Pour autant, il a une conscience aiguë de la proposition de valeur que porte son entreprise pour la décarbonation des transports. D’ailleurs, il le dit lui-même : « je suis un explorateur ».

Entré en tant qu’ingénieur en 1992 dans la société créée à Albi en 1955, Vincent Lemaire en est le président depuis 2017. Trois ans plus tôt, il avait déjà fait pivoter la stratégie de Safra pour faire du groupe « un pionnier de la mobilité hydrogène et un acteur historique de la rénovation des matériels de transport de personnes ».

Convaincu par le potentiel de l’hydrogène à un moment où il n’était encore guère populaire de se projeter dans les perspectives d’une économie zéro carbone, il a eu la prescience de détecter qu’il y avait la place pour un nouvel entrant sur le marché de la construction d’autobus. Il a ainsi initié un programme d’innovation destiné à positionner Safra face aux grands acteurs européens que sont Mercedes-Benz, Man ou Iveco.
Mais il l’a fait avec un angle d’attaque qui renforce sa spécificité et lui donne aujourd’hui une force que d’autres n’ont pas. « À la différence de nos concurrents, explique Vincent Lemaire, nous avons choisi de produire uniquement des véhicules zéro émission. Par ailleurs, nous avons fait le choix de produire européen. Quatre opérateurs de l’Union Européenne produisent des bus hydrogène mais les trois autres utilisent essentiellement des composants américains ou asiatiques. Seul Safra utilise des composants européens assemblés en Europe », plus spécifiquement en France, et très exactement à Albi !.

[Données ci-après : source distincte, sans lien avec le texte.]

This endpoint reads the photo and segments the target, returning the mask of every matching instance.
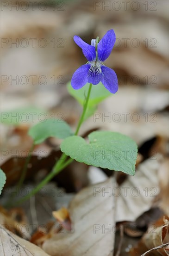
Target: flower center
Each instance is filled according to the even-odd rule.
[[[101,62],[100,61],[90,61],[91,67],[88,73],[88,75],[92,75],[101,73]]]

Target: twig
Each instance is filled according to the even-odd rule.
[[[123,243],[123,237],[124,237],[124,226],[123,225],[120,225],[120,241],[118,244],[118,248],[115,256],[119,256],[121,249],[121,246]]]
[[[150,249],[150,250],[144,252],[144,253],[143,254],[142,254],[141,256],[145,256],[145,255],[146,255],[148,253],[149,253],[149,252],[150,252],[151,251],[153,251],[154,250],[157,250],[158,249],[160,249],[161,248],[163,248],[164,247],[167,246],[167,245],[169,245],[169,243],[164,243],[162,245],[159,245],[156,247],[154,247],[154,248],[152,248],[152,249]]]

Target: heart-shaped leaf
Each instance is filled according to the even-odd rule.
[[[5,173],[0,168],[0,195],[6,182],[6,178]]]
[[[80,162],[134,175],[137,157],[136,143],[127,136],[110,131],[96,131],[88,135],[89,143],[72,136],[61,143],[61,149]]]
[[[75,90],[72,88],[71,82],[69,82],[67,85],[67,88],[70,95],[83,106],[88,94],[89,84],[88,83],[81,89]],[[99,102],[111,95],[112,95],[112,94],[106,89],[102,83],[100,82],[97,85],[93,85],[88,102],[88,107],[90,108],[98,105]]]
[[[28,134],[33,138],[34,144],[37,144],[42,143],[49,137],[64,139],[74,134],[63,120],[47,119],[45,122],[38,123],[31,127]]]

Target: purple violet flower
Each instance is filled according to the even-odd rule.
[[[116,40],[114,30],[108,30],[98,42],[99,39],[92,39],[91,45],[78,35],[74,37],[75,42],[81,48],[88,62],[78,68],[71,81],[74,89],[81,88],[87,83],[96,85],[101,81],[105,88],[115,94],[118,90],[118,81],[114,70],[105,67],[102,63],[110,55]]]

Une énergie tournée vers la mobilité durable

Cette conviction qu’il n’y a pas de décarbonation durable des transports en Europe sans souveraineté industrielle s’inscrit pleinement dans le mouvement actuel de réindustrialisation. « J’ai assisté dans les années 90 au démontage en règle de l’industrie française ; moi, je veux la remonter, martèle Vincent Lemaire qui est par ailleurs représentant régional de France Hydrogène Occitanie. Pour cela, il faut beaucoup de résilience et c’est un combat de tous les jours. »

À en croire les 600 intentions de commande de bus à hydrogène Safra (Businova, exploité depuis 2018 et Hycity, présenté il y a quelques semaines) tout semble indiquer que le marché est prêt. Reste à transformer ces intentions de commande en contrats effectifs. « Il y a un peu d’attentisme, reconnaît le président. Nos clients ont besoin d’être rassurés quant à notre capacité à assurer la montée en cadence de production ; pour cela nous devons renforcer nos fonds propres et gagner la bataille du financement. » C’est l’objectif des prochaines semaines, confie-t-il, songeant en particulier aux discussions en cours avec la Banque européenne d’investissement (BEI), banque européenne du climat.

Pour gagner définitivement sa place, Safra a par ailleurs élargi son offre en proposant non seulement des bus neufs, des services et des solutions mais aussi « du rétrofit, comme l’explique cette fois Stéphane Prin, directeur général de Safra. Il s’agit de convertir les véhicules thermiques en véhicules zéro émission sans avoir à les remplacer totalement. »
Enfin, il y a la solution de la rénovation pour prolonger la durée de vie des véhicules. Cette palette de solutions est le signe que Safra fait d’abord et avant tout le choix du pragmatisme. « Après des années de R&D, le plan de croissance est là. Il faut répondre à la demande du marché ainsi qu’aux enjeux de santé publique et de qualité de l’air. Désormais, il y a urgence à passer à l’échelle », conclut Vincent Lemaire qui semble reconnaître que du statut d’« explorateur » il passe à celui de conquérant.